Louis Pasteur's family includes his parents, a brother, three sisters, his wife, a son and four daughters. Of his children, only two grew into adulthood, and the other three died of typhus as children. His father was a tanner following a long family tradition.
Pasteur left his family to study in Paris at the age of 16. However, overcome by homesickness, he returned home less than a month later to study locally. After completing his doctorate in 1847 at the Ecole Normale in Paris, he became a professor at the University of Strasbourg in 1848. There, he met Marie Laurent, the daughter of the university's rector, and they married on May 29, 1849.

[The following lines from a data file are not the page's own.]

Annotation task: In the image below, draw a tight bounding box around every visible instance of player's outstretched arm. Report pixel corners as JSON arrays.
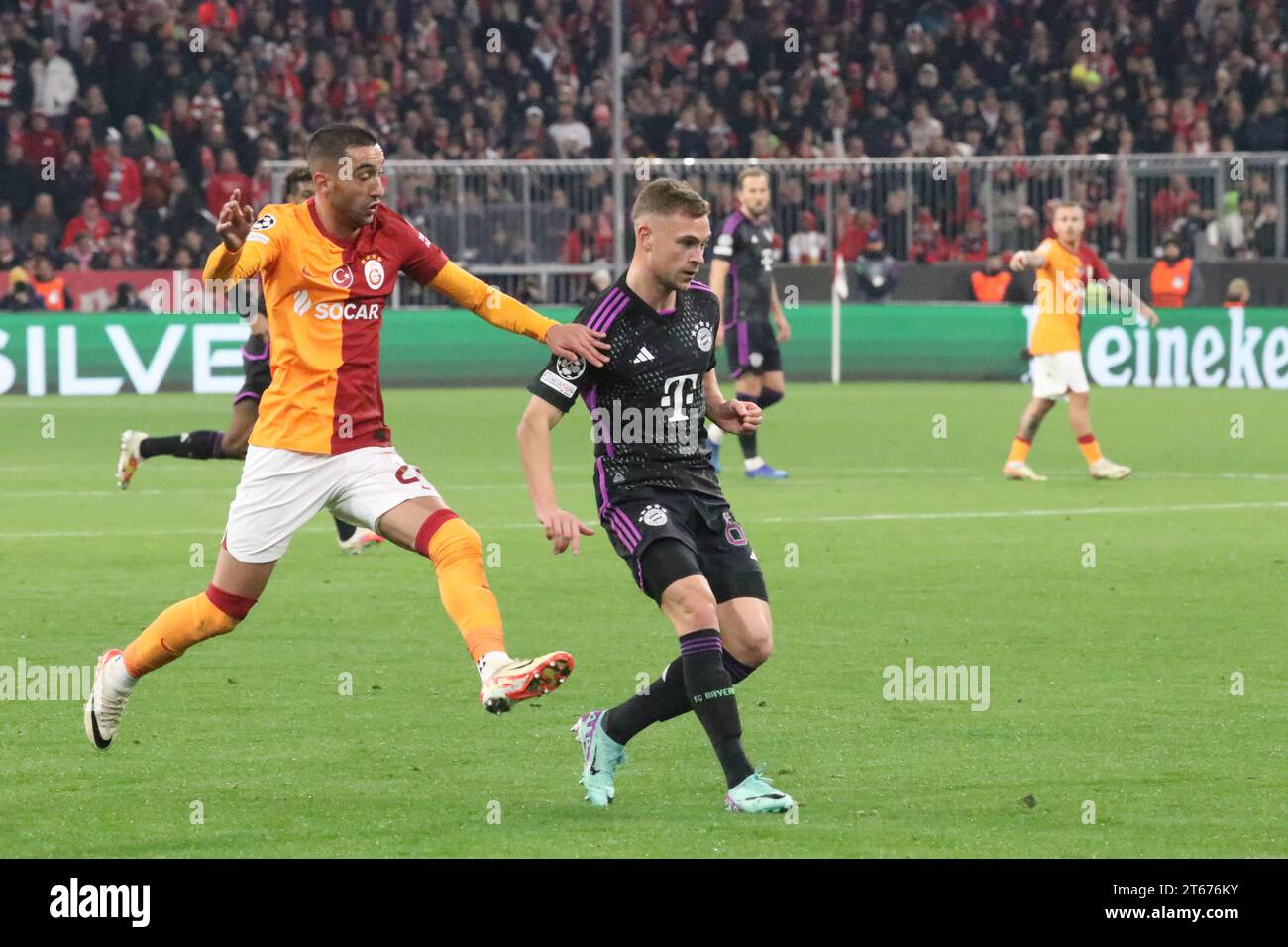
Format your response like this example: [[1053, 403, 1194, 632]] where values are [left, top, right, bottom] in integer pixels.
[[707, 257, 729, 346], [1107, 277, 1158, 327], [519, 394, 595, 556], [1012, 250, 1046, 273], [702, 368, 761, 434], [429, 262, 609, 368], [201, 189, 275, 283], [769, 279, 793, 342]]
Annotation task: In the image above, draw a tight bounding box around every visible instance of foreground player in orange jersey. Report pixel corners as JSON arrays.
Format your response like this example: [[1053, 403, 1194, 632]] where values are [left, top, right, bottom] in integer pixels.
[[85, 125, 608, 750], [1002, 201, 1158, 480], [116, 167, 385, 556]]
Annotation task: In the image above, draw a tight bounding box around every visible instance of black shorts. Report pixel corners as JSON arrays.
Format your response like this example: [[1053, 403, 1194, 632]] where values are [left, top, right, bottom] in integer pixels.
[[233, 335, 273, 404], [725, 321, 783, 377], [599, 487, 769, 603]]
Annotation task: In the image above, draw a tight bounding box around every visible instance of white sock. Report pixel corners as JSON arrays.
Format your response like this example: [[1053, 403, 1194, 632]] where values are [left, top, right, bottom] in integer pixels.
[[476, 651, 512, 681], [103, 655, 139, 693]]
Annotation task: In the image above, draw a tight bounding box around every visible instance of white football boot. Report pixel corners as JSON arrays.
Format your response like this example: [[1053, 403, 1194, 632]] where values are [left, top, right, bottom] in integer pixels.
[[1087, 458, 1130, 480], [336, 526, 385, 556], [1002, 460, 1046, 483], [85, 648, 132, 750], [480, 651, 574, 714], [116, 430, 147, 489]]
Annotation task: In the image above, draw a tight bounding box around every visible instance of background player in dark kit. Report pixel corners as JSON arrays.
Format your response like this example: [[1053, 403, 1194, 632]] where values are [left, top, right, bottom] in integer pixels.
[[699, 167, 791, 480], [519, 179, 795, 811]]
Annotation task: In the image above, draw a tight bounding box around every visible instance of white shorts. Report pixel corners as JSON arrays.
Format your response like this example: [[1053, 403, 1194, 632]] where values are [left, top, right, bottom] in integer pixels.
[[224, 445, 438, 562], [1031, 351, 1091, 401]]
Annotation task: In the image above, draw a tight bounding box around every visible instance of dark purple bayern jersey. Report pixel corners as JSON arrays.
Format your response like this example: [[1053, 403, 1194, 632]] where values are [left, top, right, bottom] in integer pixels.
[[528, 275, 722, 498], [711, 210, 774, 327]]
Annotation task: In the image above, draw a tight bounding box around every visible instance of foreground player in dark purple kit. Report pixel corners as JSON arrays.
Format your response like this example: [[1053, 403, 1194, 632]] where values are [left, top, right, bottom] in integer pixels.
[[519, 179, 795, 811]]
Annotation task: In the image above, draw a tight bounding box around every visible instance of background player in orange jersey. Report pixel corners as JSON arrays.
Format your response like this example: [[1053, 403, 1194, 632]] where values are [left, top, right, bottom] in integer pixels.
[[85, 125, 608, 750], [116, 167, 385, 556], [1002, 201, 1158, 480]]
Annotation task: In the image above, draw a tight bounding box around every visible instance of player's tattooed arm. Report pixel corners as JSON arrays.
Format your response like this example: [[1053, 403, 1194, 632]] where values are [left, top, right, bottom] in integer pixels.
[[202, 189, 275, 283], [702, 368, 761, 434], [1105, 275, 1158, 327], [429, 262, 609, 368], [545, 322, 613, 368], [769, 279, 793, 342], [518, 394, 595, 556], [1012, 250, 1046, 273], [707, 257, 729, 346]]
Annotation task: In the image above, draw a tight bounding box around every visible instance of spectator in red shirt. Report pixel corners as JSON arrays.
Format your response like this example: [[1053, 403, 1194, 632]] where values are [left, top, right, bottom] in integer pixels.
[[909, 209, 949, 263], [206, 149, 252, 217], [197, 0, 239, 31], [952, 210, 988, 263], [22, 108, 63, 168], [63, 197, 112, 250], [1149, 174, 1199, 233], [89, 129, 143, 214], [559, 214, 595, 264], [329, 55, 383, 113]]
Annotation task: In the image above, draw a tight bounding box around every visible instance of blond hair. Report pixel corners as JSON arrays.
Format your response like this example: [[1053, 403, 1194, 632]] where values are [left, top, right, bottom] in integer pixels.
[[631, 177, 711, 220]]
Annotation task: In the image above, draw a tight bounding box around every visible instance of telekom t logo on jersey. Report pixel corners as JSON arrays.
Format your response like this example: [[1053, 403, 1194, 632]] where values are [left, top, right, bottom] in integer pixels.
[[662, 374, 698, 421]]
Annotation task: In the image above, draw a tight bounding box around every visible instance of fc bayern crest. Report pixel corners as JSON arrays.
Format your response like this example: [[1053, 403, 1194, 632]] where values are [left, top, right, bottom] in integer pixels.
[[555, 357, 587, 381], [640, 502, 666, 526]]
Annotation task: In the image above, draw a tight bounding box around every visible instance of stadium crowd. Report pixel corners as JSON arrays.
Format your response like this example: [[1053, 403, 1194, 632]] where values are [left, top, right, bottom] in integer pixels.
[[0, 0, 1288, 307]]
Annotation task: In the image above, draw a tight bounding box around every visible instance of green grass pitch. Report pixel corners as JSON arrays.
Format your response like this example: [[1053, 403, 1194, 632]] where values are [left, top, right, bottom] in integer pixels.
[[0, 384, 1288, 858]]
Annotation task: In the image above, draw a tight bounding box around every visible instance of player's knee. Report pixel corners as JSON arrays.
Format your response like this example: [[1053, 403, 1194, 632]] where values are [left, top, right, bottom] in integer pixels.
[[666, 586, 720, 629], [415, 509, 483, 570], [219, 432, 250, 458], [742, 627, 774, 668], [197, 582, 257, 639]]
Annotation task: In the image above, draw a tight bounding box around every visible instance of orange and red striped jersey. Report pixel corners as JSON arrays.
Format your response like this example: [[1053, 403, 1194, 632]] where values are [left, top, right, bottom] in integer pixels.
[[1029, 237, 1109, 356], [203, 198, 557, 454]]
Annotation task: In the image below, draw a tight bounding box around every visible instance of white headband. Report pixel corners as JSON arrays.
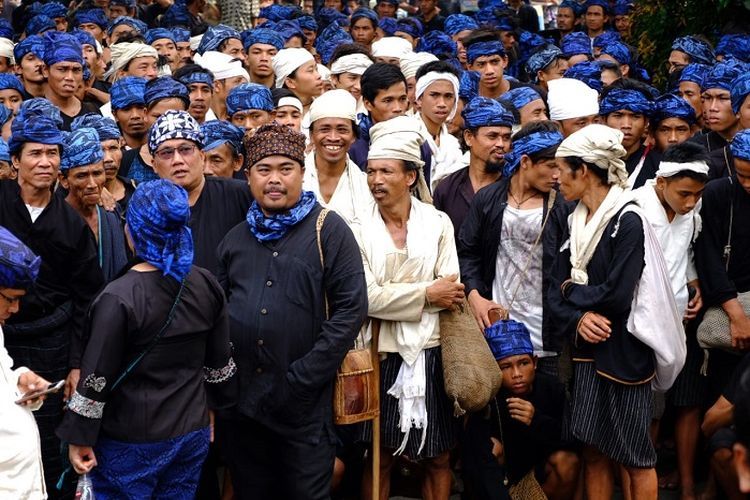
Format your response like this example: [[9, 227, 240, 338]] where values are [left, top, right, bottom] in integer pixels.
[[656, 161, 708, 177], [331, 54, 372, 75], [414, 71, 459, 121], [276, 96, 302, 113]]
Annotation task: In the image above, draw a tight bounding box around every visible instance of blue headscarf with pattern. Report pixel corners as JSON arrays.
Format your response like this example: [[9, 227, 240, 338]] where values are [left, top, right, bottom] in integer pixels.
[[168, 26, 190, 43], [652, 93, 696, 125], [258, 4, 299, 21], [526, 46, 564, 81], [148, 109, 204, 154], [560, 31, 591, 57], [201, 120, 245, 154], [8, 98, 63, 154], [70, 28, 96, 50], [729, 128, 750, 161], [145, 28, 177, 45], [13, 35, 44, 64], [730, 73, 750, 114], [0, 139, 10, 163], [466, 40, 505, 64], [716, 35, 750, 63], [0, 226, 42, 290], [672, 35, 716, 66], [198, 24, 242, 54], [241, 28, 284, 50], [701, 59, 747, 91], [599, 89, 654, 116], [0, 73, 24, 96], [227, 83, 273, 117], [39, 2, 68, 19], [417, 30, 458, 59], [503, 131, 564, 177], [297, 15, 318, 31], [461, 96, 513, 129], [24, 14, 57, 35], [143, 76, 190, 108], [378, 17, 396, 36], [125, 179, 193, 281], [109, 76, 146, 111], [484, 318, 534, 361], [351, 7, 378, 28], [444, 14, 479, 36], [565, 61, 604, 92], [591, 31, 622, 49], [74, 9, 109, 31], [70, 113, 120, 142], [315, 23, 354, 65], [60, 127, 104, 172], [107, 16, 148, 35], [42, 31, 85, 66], [500, 86, 542, 111]]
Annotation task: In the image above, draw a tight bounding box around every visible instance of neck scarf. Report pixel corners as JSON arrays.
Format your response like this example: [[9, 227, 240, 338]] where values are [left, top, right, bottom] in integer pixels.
[[246, 191, 316, 242], [570, 184, 632, 285]]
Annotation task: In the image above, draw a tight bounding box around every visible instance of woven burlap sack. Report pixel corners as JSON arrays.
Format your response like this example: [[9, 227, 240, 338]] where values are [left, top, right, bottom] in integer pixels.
[[440, 301, 502, 416]]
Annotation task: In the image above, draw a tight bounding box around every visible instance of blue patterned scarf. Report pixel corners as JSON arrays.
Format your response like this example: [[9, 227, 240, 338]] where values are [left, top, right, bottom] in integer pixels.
[[247, 191, 317, 241]]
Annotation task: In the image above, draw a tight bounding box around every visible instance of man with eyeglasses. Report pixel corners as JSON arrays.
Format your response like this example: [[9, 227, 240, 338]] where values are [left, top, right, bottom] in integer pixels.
[[148, 110, 251, 274]]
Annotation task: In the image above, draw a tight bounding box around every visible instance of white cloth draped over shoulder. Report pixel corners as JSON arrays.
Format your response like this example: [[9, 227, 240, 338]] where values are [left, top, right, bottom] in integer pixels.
[[302, 151, 375, 227], [355, 197, 459, 454], [0, 329, 47, 500]]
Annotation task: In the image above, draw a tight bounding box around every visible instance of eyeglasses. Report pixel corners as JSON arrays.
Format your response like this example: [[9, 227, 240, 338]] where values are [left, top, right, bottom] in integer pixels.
[[154, 144, 197, 161], [0, 292, 21, 306]]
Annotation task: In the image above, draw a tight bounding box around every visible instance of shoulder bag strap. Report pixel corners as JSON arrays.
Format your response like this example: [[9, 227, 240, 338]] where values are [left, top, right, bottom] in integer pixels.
[[110, 276, 187, 392], [508, 189, 557, 312]]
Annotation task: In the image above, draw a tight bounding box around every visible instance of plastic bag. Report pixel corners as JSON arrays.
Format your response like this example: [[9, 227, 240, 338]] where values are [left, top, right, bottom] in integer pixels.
[[73, 474, 95, 500]]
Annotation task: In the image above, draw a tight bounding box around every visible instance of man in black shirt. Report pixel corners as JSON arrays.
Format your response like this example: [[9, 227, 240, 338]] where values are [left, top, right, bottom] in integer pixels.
[[0, 99, 104, 494], [217, 124, 367, 500], [148, 110, 251, 274]]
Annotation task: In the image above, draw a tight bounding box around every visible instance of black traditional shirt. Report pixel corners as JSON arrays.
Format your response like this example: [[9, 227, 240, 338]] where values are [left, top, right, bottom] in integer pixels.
[[219, 204, 367, 442], [57, 266, 236, 446]]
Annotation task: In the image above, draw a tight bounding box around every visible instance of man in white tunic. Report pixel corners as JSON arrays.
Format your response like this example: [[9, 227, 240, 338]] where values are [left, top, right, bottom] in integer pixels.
[[358, 116, 464, 499], [0, 227, 49, 500], [302, 89, 373, 227]]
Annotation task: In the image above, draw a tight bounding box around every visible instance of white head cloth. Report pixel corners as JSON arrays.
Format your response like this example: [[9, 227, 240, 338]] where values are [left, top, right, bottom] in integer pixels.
[[0, 38, 16, 64], [318, 64, 331, 82], [276, 96, 304, 113], [331, 54, 372, 75], [370, 36, 414, 59], [401, 52, 438, 80], [656, 161, 708, 177], [271, 47, 315, 89], [552, 124, 628, 188], [193, 50, 250, 82], [104, 42, 159, 82], [310, 89, 357, 123], [547, 78, 599, 120], [414, 71, 459, 121], [190, 34, 203, 52]]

Pasteur's children included Jeanne, Jean-Baptiste, Cecile, Marie-Louise and Camille. Jeanne died at age 9, Cecile at age 12 and Camille at age 2. Jean-Baptiste Pasteur married Jeanne Boutroux in 1874. Daughter Marie-Louise married Rene Vallery-Radot in 1879, and he wrote one of Pasteur's biographies.
Even though he suffered personal tragedy in his family, Pasteur's work laid the foundation for childhood immunizations that have saved the lives of many children. In 1879, he developed a vaccine for chicken cholera. In 1885, he vaccinated Joseph Meister, a boy bitten by a rabid dog. It was the success of this vaccine that brought him immediate fame.